The white bishop had been inserted into the salt cavity of one of these iron maidens, a green lady with enamelled scales. Her head still turned, salt still came out from between her thighs, but the bartenders had been told that this one was fragile – no man was too keen to have his salty sex toy’s head come off in mid-screw – so they should use the others instead, on the occasions when salt was required. Which were not frequent, though some liked to sprinkle salt in their beer and on their bar snacks.
Zeb kept an eye on the scaly green girl with the inner bishop. He felt he owed it to Pilar. Still, he was jumpy about the chosen location. What if someone got hold of the thing when he wasn’t there, fooled around with it, and found the pills?

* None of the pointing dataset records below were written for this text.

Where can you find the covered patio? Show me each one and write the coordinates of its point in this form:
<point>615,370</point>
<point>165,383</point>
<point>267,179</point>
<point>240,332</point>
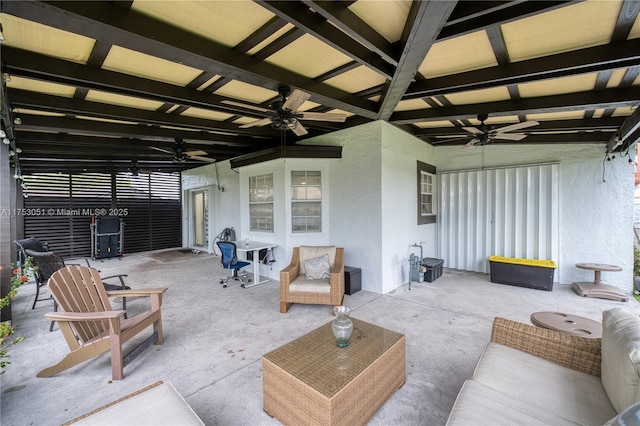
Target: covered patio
<point>215,338</point>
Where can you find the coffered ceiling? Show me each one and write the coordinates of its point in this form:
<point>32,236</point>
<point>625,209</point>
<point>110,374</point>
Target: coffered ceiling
<point>95,85</point>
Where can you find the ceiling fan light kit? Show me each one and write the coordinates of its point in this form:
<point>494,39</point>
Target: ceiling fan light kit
<point>484,135</point>
<point>284,113</point>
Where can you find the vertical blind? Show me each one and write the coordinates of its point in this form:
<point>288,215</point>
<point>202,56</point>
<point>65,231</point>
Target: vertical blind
<point>58,208</point>
<point>509,212</point>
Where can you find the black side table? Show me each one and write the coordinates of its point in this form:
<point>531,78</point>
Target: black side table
<point>352,280</point>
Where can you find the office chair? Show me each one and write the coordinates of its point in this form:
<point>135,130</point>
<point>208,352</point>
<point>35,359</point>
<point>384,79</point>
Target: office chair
<point>229,260</point>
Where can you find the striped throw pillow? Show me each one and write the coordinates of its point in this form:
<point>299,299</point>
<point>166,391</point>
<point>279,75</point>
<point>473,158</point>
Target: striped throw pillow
<point>318,267</point>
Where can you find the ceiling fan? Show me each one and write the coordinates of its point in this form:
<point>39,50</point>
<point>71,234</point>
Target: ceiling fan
<point>135,170</point>
<point>484,134</point>
<point>180,155</point>
<point>283,113</point>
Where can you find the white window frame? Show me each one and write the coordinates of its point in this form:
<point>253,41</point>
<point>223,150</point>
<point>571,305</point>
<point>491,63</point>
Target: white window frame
<point>299,200</point>
<point>427,186</point>
<point>261,200</point>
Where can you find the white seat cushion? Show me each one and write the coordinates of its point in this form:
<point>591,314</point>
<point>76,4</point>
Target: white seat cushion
<point>574,395</point>
<point>621,357</point>
<point>481,405</point>
<point>159,405</point>
<point>302,285</point>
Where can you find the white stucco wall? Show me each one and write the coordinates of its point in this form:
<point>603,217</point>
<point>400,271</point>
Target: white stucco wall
<point>400,229</point>
<point>370,194</point>
<point>595,216</point>
<point>374,202</point>
<point>224,198</point>
<point>356,199</point>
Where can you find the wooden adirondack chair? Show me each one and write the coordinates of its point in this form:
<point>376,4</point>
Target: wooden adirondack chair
<point>89,324</point>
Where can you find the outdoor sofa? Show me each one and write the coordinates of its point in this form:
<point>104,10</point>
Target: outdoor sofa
<point>529,375</point>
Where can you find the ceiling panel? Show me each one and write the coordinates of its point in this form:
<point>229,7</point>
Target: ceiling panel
<point>565,115</point>
<point>356,80</point>
<point>479,96</point>
<point>411,104</point>
<point>44,39</point>
<point>122,100</point>
<point>225,22</point>
<point>246,92</point>
<point>41,86</point>
<point>139,64</point>
<point>208,114</point>
<point>516,60</point>
<point>387,18</point>
<point>465,53</point>
<point>581,25</point>
<point>580,83</point>
<point>309,57</point>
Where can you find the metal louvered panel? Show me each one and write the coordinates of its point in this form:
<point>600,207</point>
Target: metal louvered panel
<point>61,207</point>
<point>509,212</point>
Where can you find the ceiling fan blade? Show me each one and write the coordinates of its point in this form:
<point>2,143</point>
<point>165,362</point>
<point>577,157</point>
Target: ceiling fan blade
<point>299,129</point>
<point>166,151</point>
<point>517,126</point>
<point>195,152</point>
<point>440,141</point>
<point>509,136</point>
<point>322,116</point>
<point>295,99</point>
<point>247,106</point>
<point>260,122</point>
<point>205,159</point>
<point>472,142</point>
<point>473,130</point>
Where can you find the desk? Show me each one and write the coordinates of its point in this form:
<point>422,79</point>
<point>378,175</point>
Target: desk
<point>255,247</point>
<point>596,288</point>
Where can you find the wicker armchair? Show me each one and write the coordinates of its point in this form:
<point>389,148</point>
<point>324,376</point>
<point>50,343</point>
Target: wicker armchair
<point>296,288</point>
<point>578,353</point>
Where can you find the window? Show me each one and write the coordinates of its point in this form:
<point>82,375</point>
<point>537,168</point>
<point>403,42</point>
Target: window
<point>426,193</point>
<point>261,203</point>
<point>306,201</point>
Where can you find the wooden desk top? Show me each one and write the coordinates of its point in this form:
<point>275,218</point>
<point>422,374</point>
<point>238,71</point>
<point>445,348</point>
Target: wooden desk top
<point>598,267</point>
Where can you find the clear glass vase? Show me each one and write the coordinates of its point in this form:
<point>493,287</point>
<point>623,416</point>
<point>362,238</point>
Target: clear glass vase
<point>342,326</point>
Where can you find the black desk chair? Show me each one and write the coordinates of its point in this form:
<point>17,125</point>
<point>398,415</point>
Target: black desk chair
<point>229,260</point>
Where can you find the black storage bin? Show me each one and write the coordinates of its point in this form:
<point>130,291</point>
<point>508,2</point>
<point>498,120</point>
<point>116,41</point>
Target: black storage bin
<point>434,268</point>
<point>352,279</point>
<point>529,273</point>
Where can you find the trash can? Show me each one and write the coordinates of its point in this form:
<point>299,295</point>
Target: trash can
<point>433,268</point>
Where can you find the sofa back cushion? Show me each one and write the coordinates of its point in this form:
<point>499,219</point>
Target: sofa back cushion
<point>621,357</point>
<point>310,252</point>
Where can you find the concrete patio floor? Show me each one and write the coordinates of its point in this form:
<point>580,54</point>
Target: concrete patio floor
<point>215,338</point>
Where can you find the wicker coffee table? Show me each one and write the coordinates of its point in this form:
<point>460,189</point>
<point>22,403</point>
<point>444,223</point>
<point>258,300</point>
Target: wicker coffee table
<point>312,381</point>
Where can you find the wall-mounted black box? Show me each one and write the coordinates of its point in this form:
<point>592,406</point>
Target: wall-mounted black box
<point>434,268</point>
<point>352,279</point>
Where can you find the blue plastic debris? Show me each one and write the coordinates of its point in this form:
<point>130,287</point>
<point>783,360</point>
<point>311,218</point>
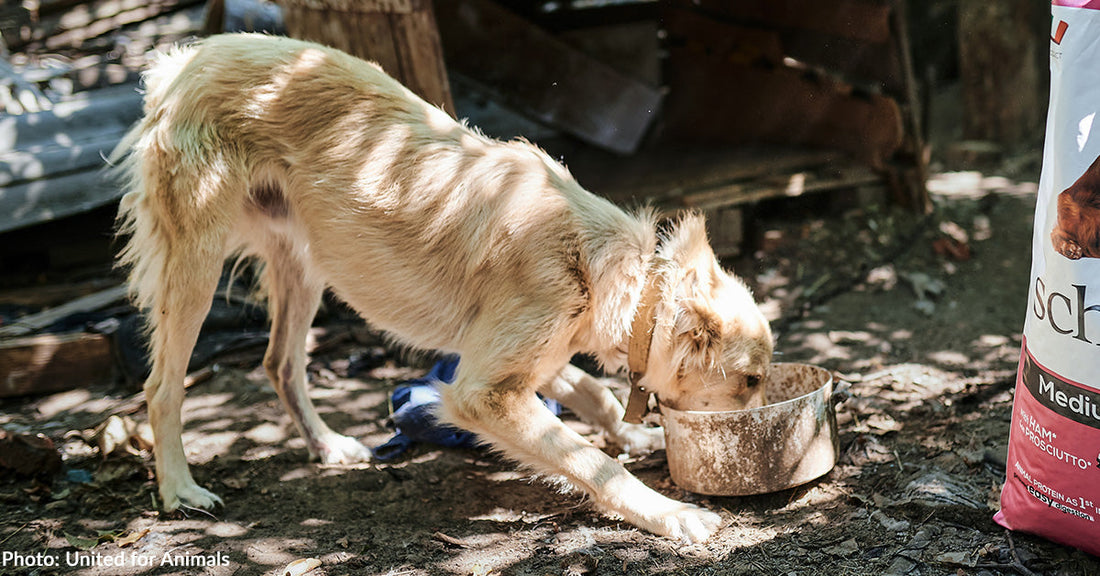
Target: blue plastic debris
<point>415,403</point>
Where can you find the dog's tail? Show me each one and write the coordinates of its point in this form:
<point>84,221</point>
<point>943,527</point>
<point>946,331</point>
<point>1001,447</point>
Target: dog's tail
<point>145,247</point>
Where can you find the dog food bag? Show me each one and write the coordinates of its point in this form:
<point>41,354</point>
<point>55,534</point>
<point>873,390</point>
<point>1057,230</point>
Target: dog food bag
<point>1052,484</point>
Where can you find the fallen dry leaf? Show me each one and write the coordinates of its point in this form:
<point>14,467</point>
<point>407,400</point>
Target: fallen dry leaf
<point>300,566</point>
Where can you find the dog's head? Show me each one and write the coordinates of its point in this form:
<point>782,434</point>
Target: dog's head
<point>712,345</point>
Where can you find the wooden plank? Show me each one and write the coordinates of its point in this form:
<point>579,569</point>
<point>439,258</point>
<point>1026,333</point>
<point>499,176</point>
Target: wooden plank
<point>543,77</point>
<point>664,175</point>
<point>50,363</point>
<point>790,186</point>
<point>399,35</point>
<point>87,303</point>
<point>726,229</point>
<point>712,101</point>
<point>37,201</point>
<point>110,110</point>
<point>84,152</point>
<point>854,59</point>
<point>421,61</point>
<point>866,20</point>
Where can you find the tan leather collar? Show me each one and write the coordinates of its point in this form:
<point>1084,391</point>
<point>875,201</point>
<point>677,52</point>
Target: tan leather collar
<point>641,338</point>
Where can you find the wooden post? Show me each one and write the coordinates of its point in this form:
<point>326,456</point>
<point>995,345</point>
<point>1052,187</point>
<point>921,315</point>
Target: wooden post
<point>400,35</point>
<point>1001,85</point>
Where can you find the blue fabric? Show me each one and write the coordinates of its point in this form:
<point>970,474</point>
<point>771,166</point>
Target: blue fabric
<point>415,403</point>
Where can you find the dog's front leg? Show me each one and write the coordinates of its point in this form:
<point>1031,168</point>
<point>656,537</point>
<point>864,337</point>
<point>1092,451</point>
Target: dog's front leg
<point>594,402</point>
<point>508,413</point>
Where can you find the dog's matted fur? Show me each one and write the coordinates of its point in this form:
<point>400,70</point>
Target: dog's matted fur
<point>337,177</point>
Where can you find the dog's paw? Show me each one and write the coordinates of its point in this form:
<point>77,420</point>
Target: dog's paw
<point>189,496</point>
<point>638,440</point>
<point>340,450</point>
<point>689,524</point>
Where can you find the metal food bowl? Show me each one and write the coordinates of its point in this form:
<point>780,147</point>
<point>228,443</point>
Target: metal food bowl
<point>788,442</point>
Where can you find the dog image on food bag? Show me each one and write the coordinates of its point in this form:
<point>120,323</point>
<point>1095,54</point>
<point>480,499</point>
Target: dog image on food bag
<point>336,177</point>
<point>1077,233</point>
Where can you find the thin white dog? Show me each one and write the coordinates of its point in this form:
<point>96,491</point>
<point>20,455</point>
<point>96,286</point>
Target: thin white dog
<point>337,177</point>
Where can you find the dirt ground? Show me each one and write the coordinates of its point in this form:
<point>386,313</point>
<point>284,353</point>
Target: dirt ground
<point>928,342</point>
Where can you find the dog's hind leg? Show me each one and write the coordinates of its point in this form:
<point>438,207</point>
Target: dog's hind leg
<point>293,301</point>
<point>184,292</point>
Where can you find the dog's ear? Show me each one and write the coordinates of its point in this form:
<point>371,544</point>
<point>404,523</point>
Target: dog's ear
<point>686,243</point>
<point>699,325</point>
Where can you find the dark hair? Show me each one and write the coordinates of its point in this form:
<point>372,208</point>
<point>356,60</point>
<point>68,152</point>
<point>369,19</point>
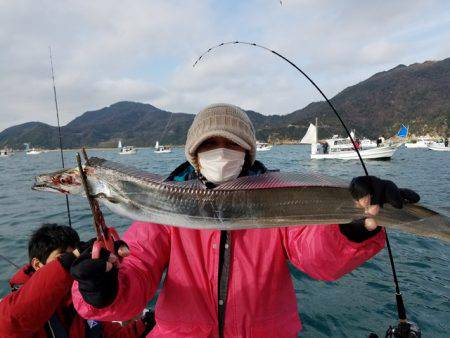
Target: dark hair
<point>50,237</point>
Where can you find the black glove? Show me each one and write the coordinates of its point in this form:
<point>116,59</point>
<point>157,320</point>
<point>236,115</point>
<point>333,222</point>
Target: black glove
<point>149,321</point>
<point>97,286</point>
<point>382,191</point>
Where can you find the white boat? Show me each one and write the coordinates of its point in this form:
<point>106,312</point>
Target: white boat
<point>126,150</point>
<point>31,151</point>
<point>439,146</point>
<point>261,146</point>
<point>343,149</point>
<point>6,152</point>
<point>421,142</point>
<point>162,149</point>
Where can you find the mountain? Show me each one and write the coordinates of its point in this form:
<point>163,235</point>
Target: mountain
<point>417,95</point>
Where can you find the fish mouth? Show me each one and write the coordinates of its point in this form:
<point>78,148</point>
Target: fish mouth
<point>45,187</point>
<point>42,185</point>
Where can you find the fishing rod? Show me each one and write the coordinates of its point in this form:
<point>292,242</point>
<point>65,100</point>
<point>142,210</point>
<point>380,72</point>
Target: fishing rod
<point>59,129</point>
<point>404,327</point>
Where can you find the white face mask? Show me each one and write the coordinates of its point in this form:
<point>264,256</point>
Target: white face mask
<point>221,164</point>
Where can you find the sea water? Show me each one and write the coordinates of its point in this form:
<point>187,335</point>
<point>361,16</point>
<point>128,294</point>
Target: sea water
<point>359,303</point>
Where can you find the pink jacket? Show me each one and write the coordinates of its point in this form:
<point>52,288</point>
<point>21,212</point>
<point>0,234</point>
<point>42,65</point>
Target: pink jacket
<point>261,299</point>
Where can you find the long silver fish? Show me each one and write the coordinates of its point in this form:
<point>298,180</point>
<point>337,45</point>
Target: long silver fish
<point>269,200</point>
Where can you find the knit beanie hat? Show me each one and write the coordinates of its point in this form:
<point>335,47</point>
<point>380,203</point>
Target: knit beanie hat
<point>224,120</point>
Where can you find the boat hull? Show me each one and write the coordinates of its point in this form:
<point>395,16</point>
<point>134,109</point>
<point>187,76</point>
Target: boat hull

What if they thought the colourful little oblongs were brain candy, and took one or two just to try them? Since Zeb had no idea what the pills might actually do to a person, that possibility made him nervous.
Adam, on the other hand, was remarkably cool about it, taking the view that no one would think to look inside a salt shaker unless it ran out of salt. “Though I don’t know why I’m saying ‘remarkably,’ ” says Zeb. “He was always a cool little bugger.”
“He was living there too?” asks Toby. “At Scales and Tails?” She can’t picture it. What would Adam One have done there all day, among the exotic dancers and their unusual fashion items? When she’d known him – once he’d been Adam One – he’d been quietly disapproving of female vanity, and of colour and ostentation and cleavage and leg in a woman’s outfit. But there was no way he could have implemented the Gardener religion at Scales or convinced its workers to follow the simple life. Those women must have had expensive manicures. They wouldn’t have put up with being required to dig and delve and relocate slugs and snails, even if there had been any vegetable-plot space available at Scales: ladies of the night do not weed by day.